Y cerré los ojos. Escuché las detonaciones a mi espalda justo en el momento en el que caíamos en el aire. Y, todavía gritando, comencé a agitar las manos, tratando de rodar hacia otro lugar, hacia donde no estuviera el cadáver. Mis amigos hicieron lo mismo, pero nunca hablamos del motivo de nuestros gritos luego. Por supuesto que no había un cadáver ahí. Había sido mi imaginación. Pero los tres gritamos al caer. Los tres. Y las balas salieron disparadas hacia la nada... o eso me gustó creer.
Bien, llegado este punto la historia no tiene nada de singular, creo.
¿Entonces porque escribirla?
Después de ese otoño nos dejamos de ver con Ale. Así pasan las cosas cuando niño. Te juegas la vida con alguien que en un par de meses vuelve a ser un completo desconocido. Con Sebastián hicimos todo el colegio secundario juntos.
El caso es que una mañana hace casi veinte años abrí el diario, comencé a ver los policiales. Alejandro estaba muerto. Un ladrón le había disparado en la cabeza. Dos veces. Muerto a sus diecinueve años.
Tratamos de no darle importancia al tema con Sebastián, pero ambos recordamos el número elegido por Ale en esa onírica tarde. Diecinueve.
Y tres años más tarde golpearon mi puerta. Salí a abrir y Sebastián cayó encima mío. Tenía sangre en la boca. Le abrí la camisa. No tenía ninguna herida.
- Me encontró - dijo antes de morir en mis brazos, clavando una mirada vidriosa hacia el techo de mi habitación, un niño de veintidós años.
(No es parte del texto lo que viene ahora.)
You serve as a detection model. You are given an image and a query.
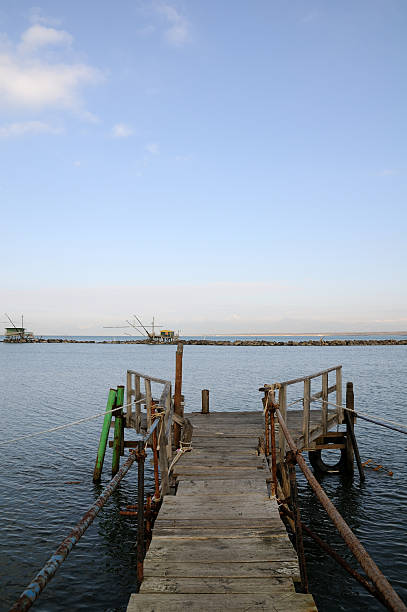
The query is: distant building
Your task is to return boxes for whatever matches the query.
[4,327,34,342]
[160,329,178,342]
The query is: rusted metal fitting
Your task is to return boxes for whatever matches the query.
[285,450,297,465]
[134,448,147,462]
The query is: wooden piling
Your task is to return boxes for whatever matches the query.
[136,440,146,583]
[112,385,124,476]
[345,382,355,474]
[174,342,184,448]
[93,389,117,482]
[202,389,209,414]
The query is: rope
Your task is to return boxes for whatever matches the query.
[0,404,131,446]
[168,442,192,475]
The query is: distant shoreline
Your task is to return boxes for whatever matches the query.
[1,334,407,347]
[212,331,407,338]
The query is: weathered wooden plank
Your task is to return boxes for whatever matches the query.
[154,514,281,529]
[160,498,275,521]
[140,577,295,594]
[173,467,271,482]
[177,478,267,496]
[154,517,287,539]
[148,537,297,563]
[144,556,300,582]
[128,410,326,612]
[127,593,317,612]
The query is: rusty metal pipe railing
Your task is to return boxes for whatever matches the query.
[286,451,308,593]
[9,452,136,612]
[276,407,407,612]
[270,407,277,495]
[9,408,161,612]
[279,504,384,603]
[136,440,146,583]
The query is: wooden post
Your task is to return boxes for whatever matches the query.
[134,376,141,433]
[144,378,153,430]
[336,366,343,423]
[158,417,170,496]
[112,386,124,476]
[164,387,172,461]
[174,342,184,448]
[136,440,146,584]
[346,382,355,474]
[321,372,328,436]
[287,450,308,593]
[93,389,117,482]
[202,389,209,414]
[302,378,311,448]
[278,385,287,466]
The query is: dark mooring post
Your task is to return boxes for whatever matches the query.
[202,389,209,414]
[93,389,117,482]
[286,451,308,593]
[136,440,146,584]
[174,342,184,448]
[344,383,365,481]
[112,386,124,476]
[344,382,355,474]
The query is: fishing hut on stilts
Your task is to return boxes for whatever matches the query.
[12,344,407,612]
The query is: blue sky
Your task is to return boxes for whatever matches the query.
[0,0,407,334]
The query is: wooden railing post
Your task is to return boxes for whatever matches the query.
[158,417,170,495]
[164,387,172,461]
[136,440,146,584]
[278,385,287,465]
[336,366,343,423]
[134,374,141,433]
[346,382,355,474]
[321,372,328,436]
[302,378,311,448]
[174,342,184,448]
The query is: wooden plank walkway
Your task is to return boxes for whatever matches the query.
[127,411,326,612]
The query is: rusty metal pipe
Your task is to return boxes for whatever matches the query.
[151,406,161,501]
[279,505,383,603]
[286,451,308,593]
[136,440,146,583]
[276,408,407,612]
[270,408,277,495]
[264,406,270,457]
[9,452,136,612]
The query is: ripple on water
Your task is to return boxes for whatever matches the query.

Los médicos no entendieron nada. Tenía múltiples desgarros y hemorragias internas, como si una rata lo hubiera horadado por dentro. Y ninguna herida exterior.
De eso ya hacen dieciséis años.
En una semana cumplo mis treinta y ocho.
Y decidí dejar escrito esto por que sé que el hombre gordo vendrá en cualquier momento. En aquél atardecer nos dejó elegir, pero ninguno de nosotros sabía que elegía. No sabíamos que cada bala tenía nuestros nombres en su destino. No sabíamos que nos encontrarían en el momento justo, por mucho que huyéramos.
No sabíamos, atrapados en nuestra inocencia, que todavía circulaban trenes por esas vías abandonadas, vías que nos condujeron a cada uno a la estación elegida. Diecinueve, veintidós… Treinta y ocho.
Yo decidí engañarlo. Tanta angustia todos estos años, sabiendo que la bala venía por mí, que estaba esperando el día adecuado, que jamás escaparía. Y tenía la solución allí, tan a mano.
Me compré un revólver.
Y ahora, que la historia está contada, voy a matarme.
No iré donde el hombre gordo quiere llevarme. Elegiré mi propio destino.
No culpen a nadie




Nota hallada junto a Javier Lajho. El balazo alertó a sus vecinos, que llamaron a la policía. Dijeron(los vecinos) que poco conocían de él, salvo que les parecía temeroso y algo paranoico. Los médicos lograron tenerlo con vida hasta el día de su cumpleaños. Murió a raíz de complicaciones múltiples.



23 de marzo de 2008

4 comentarios:

Tongas dijo...

Muy bueno loco. Escalofriante historia para estas horas de la noche...ya me lo imagino al gordo de mierda ese. Saludos!

J.P. Gutièrrez dijo...

Gracias Tongas!! Es un privilegio tenerte de atento lector.
Abrazo hermano.

Anónimo dijo...

Un Lovecraft contemporaneo..?

J.P. Gutièrrez dijo...

Ni siquiera me atrevo a nombrarlo.
Gracias anonimo.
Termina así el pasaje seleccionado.